A thought about football

So there's been a lot of talk about football these days, and I actually have many thoughts about the domestic violence discourse in the nfl context, but I'm just too drained right now to put them together.  I have become overloaded in my head, my back has given out again, and I just don't feel compelled as I had recently.  But as I listened today about the latest information on the Sayreville (NJ) high school football hazing scandal,  I thought of this poem by James Wright, who captured small town america of a long time ago, and yet maybe not so long ago. 

Autumn Begins in Martins Ferry, Ohio

James Wright, 1927 - 1980
In the Shreve High football stadium,
I think of Polacks nursing long beers in Tiltonsville,
And gray faces of Negroes in the blast furnace at Benwood,
And the ruptured night watchman of Wheeling Steel,
Dreaming of heroes.

All the proud fathers are ashamed to go home.
Their women cluck like starved pullets,
Dying for love.

Therefore,
Their sons grow suicidally beautiful
At the beginning of October,
And gallop terribly against each other’s bodies.

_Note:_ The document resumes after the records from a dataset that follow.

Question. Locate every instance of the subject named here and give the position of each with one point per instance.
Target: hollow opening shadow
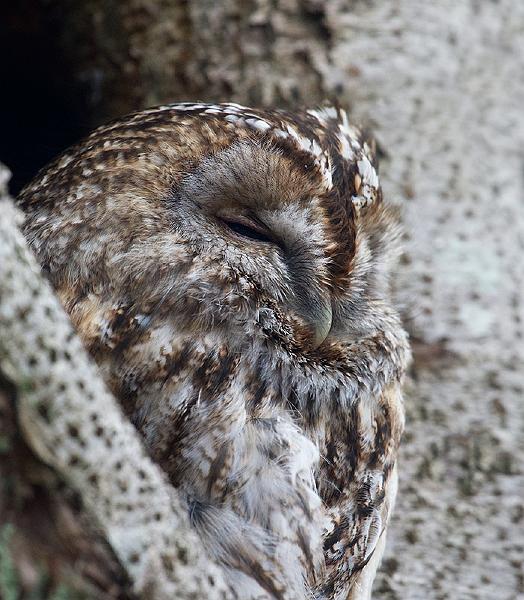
(42, 106)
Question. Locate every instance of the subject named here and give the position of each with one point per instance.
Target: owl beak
(321, 324)
(315, 309)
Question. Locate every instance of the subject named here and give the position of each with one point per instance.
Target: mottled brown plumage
(228, 269)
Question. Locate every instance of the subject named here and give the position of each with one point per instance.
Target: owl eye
(248, 229)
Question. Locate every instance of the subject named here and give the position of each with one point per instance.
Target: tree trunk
(441, 83)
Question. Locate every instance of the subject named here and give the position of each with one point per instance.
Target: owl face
(229, 217)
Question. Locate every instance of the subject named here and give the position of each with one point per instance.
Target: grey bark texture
(442, 85)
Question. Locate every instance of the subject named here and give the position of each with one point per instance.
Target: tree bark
(441, 84)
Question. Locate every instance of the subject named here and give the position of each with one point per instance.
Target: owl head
(264, 226)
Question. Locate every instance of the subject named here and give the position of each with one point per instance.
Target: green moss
(9, 584)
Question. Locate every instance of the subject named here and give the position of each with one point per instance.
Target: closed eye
(249, 230)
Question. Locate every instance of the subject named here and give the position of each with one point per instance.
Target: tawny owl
(228, 268)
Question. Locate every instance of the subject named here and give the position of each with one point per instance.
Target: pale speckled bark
(442, 85)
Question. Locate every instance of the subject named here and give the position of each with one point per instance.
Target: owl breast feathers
(228, 270)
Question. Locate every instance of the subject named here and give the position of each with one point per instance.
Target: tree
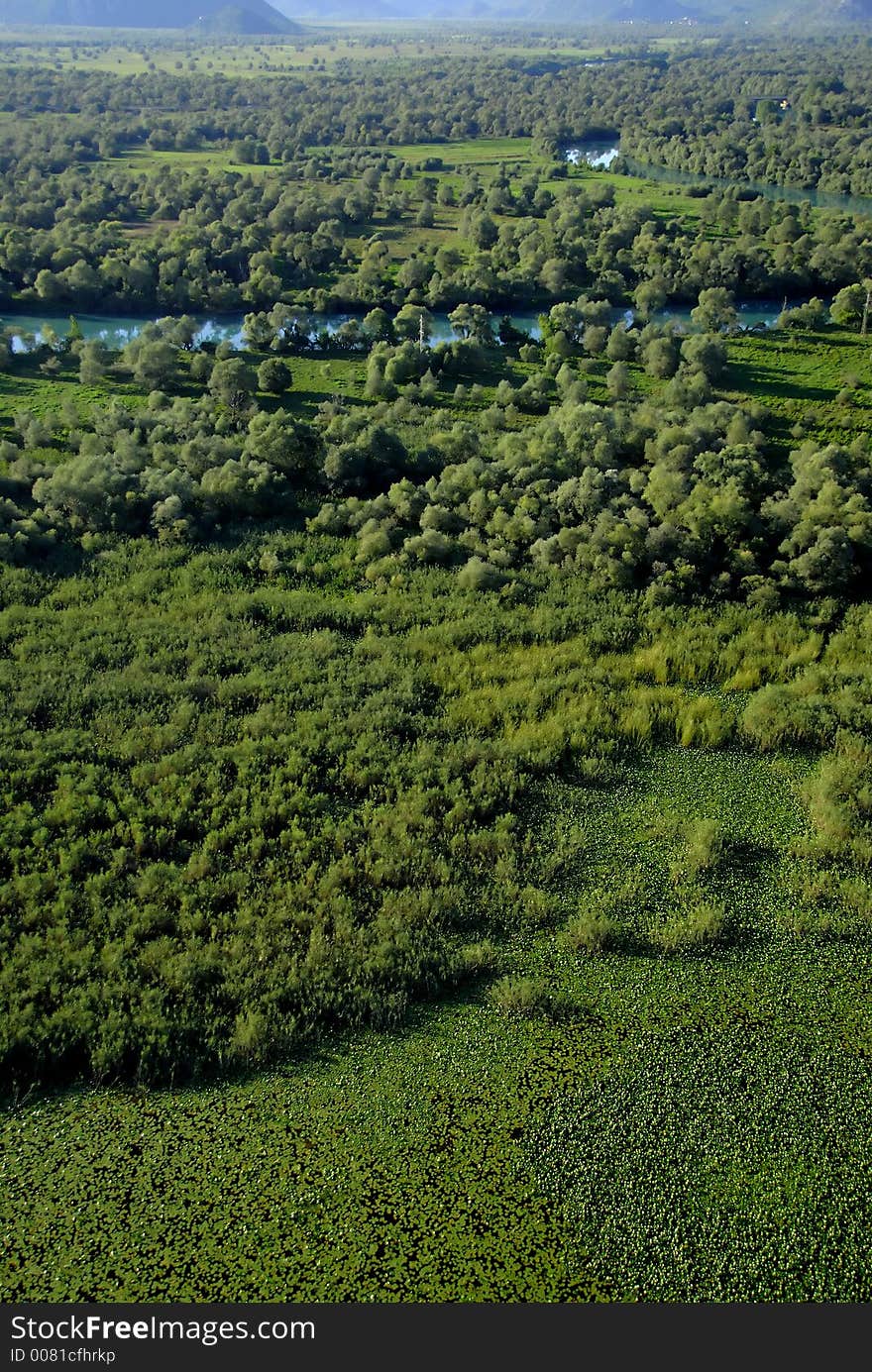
(850, 307)
(714, 310)
(273, 374)
(232, 383)
(92, 363)
(154, 363)
(616, 380)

There are many places in our country where high school sports transcends all else; young men dream of getting out of a future of slow-death hard labor, or quick-death-drug-trade-violence.  Being teenagers, and of course believing themselves to be immortal, they may still be choosing a shorter path to the grave by playing sports.  But they may not have any other luxury in a country where so many of us are really expendable. 

I think of some of the servicemen and women I know, who also had few options; the army gave them a sense of purpose, and if they can survive these endless middle-east wars, they can actually have a chance at the good life, if they don't let their memories and madnesses wear them down.  I've seen it on their faces; sometimes you know which ones will make it okay and which ones won't.  

Those of us who choose certain professions, even those that come with physical damage as a price, can't quite grasp, except at a distance, what those high-profile, high-risk-high-reward jobs like football player means when there are no options. And Wright's poem just simply nails it.  And so when you read about this scandal at Sayreville, or read about the NFL's troubles, I hope you reflect on the images Wright creates here.